For these little ones, home visits have become the best solution. Therapists arrive fully dressed in PPE (scrubs, gowns, gloves, visors, and masks) at the child’s home, allowing them to observe the child, work on therapy goals, and provide guidance to the parents. During these therapies, the MAB Mackay Rehabilitation team uses a variety of specialized toys and objects to engage the children and help them develop key skills. These tools may include illuminated or shiny objects to improve eye-tracking abilities; switch-activated plush toys to develop motor skills or learn alternative communication abilities; glove puppets to promote feeding techniques.

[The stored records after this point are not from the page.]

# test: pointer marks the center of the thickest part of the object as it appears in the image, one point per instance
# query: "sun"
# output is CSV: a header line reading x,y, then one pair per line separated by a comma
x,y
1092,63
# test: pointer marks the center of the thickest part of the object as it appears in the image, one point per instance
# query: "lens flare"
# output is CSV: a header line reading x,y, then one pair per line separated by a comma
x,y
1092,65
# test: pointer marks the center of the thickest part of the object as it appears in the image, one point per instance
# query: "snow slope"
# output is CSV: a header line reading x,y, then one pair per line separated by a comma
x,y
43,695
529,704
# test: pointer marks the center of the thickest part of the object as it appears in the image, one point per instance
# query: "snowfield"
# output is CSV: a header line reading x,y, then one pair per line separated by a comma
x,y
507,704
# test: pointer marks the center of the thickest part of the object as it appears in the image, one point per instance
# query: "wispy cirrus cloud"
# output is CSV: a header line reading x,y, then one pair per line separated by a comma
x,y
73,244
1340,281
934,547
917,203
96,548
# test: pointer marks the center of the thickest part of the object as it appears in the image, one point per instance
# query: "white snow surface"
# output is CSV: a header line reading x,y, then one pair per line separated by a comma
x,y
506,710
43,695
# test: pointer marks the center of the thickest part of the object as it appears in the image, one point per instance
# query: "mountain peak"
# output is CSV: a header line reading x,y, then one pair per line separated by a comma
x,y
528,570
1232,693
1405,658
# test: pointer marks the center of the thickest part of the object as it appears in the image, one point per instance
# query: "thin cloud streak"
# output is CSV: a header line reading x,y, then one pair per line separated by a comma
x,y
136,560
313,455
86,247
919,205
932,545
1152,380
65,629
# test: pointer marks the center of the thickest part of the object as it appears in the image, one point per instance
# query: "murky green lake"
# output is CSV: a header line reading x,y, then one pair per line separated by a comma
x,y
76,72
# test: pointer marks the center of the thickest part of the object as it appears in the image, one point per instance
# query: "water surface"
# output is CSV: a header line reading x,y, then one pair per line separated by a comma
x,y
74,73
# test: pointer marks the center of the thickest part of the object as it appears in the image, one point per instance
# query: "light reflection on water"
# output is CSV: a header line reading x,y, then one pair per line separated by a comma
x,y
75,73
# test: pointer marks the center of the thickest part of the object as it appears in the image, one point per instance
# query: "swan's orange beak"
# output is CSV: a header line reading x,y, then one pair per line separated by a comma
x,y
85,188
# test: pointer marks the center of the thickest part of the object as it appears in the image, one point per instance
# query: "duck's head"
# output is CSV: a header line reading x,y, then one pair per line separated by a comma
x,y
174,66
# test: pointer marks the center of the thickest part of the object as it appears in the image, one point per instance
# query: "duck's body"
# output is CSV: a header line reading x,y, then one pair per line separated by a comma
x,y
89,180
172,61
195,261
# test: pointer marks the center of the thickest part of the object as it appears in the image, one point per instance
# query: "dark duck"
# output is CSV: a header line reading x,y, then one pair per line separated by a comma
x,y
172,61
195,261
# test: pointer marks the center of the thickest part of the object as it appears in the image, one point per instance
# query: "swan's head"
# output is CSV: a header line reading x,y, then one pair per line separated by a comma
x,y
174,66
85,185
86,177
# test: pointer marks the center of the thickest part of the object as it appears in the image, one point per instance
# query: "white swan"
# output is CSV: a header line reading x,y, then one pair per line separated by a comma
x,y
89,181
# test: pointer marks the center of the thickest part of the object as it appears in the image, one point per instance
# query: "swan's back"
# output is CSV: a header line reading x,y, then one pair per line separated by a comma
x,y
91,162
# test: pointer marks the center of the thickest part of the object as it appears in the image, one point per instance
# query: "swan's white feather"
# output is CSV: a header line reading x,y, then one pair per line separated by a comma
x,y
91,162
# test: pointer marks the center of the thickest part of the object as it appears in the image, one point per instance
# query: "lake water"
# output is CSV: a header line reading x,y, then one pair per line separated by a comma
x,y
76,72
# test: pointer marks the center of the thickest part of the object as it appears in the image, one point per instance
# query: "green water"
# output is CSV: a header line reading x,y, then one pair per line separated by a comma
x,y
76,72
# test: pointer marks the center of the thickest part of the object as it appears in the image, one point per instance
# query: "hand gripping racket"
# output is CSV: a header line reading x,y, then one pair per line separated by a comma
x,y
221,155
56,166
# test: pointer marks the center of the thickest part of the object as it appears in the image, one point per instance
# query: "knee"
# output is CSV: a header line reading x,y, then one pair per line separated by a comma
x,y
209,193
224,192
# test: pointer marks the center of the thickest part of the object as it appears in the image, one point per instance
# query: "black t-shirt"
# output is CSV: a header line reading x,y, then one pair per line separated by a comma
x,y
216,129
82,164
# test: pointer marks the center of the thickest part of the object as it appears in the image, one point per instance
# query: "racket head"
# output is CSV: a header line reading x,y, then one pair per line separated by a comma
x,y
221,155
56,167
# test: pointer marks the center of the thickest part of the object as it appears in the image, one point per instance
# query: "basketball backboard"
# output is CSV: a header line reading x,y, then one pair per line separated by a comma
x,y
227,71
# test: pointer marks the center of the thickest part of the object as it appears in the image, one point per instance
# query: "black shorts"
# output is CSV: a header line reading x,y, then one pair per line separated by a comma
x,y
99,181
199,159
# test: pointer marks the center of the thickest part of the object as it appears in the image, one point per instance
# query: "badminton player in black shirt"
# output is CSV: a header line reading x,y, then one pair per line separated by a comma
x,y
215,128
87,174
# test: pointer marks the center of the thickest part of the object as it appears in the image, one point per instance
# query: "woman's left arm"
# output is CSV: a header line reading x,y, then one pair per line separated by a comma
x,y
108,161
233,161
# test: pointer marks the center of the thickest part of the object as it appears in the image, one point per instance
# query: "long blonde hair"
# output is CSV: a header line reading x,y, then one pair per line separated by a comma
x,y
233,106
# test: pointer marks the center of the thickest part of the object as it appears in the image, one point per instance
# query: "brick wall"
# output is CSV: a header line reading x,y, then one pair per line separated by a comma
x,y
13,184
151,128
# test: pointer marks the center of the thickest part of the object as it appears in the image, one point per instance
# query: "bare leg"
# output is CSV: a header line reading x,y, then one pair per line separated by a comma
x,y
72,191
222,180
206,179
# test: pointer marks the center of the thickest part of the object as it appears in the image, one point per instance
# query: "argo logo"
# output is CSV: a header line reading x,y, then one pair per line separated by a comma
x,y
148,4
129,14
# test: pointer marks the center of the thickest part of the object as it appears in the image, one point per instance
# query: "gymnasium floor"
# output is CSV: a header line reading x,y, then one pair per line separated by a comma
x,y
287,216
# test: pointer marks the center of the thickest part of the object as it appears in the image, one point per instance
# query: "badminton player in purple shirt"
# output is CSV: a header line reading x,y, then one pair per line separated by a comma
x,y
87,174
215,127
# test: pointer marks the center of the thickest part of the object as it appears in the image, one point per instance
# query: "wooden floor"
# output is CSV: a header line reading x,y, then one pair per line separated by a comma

To limit the sharing of toys among children, and to encourage parents to practice on their own between therapy sessions, the therapists often leave these items with the families. The need for special therapy toys that play such an important role in the child’s progress has expanded since the pandemic hit. Without these toys, the children will not be able to achieve important gross and fine motor milestones. They’ll miss the chance to explore and interact with their environment and develop their social and visual skills. Most importantly, though they’ll miss out on opportunities to play, learn, and show their families and friends who they are and what they are capable of.
As these families face continued isolation ahead in the months of winter, you can help children with disabilities learn and grow and make their days brighter in these dark times.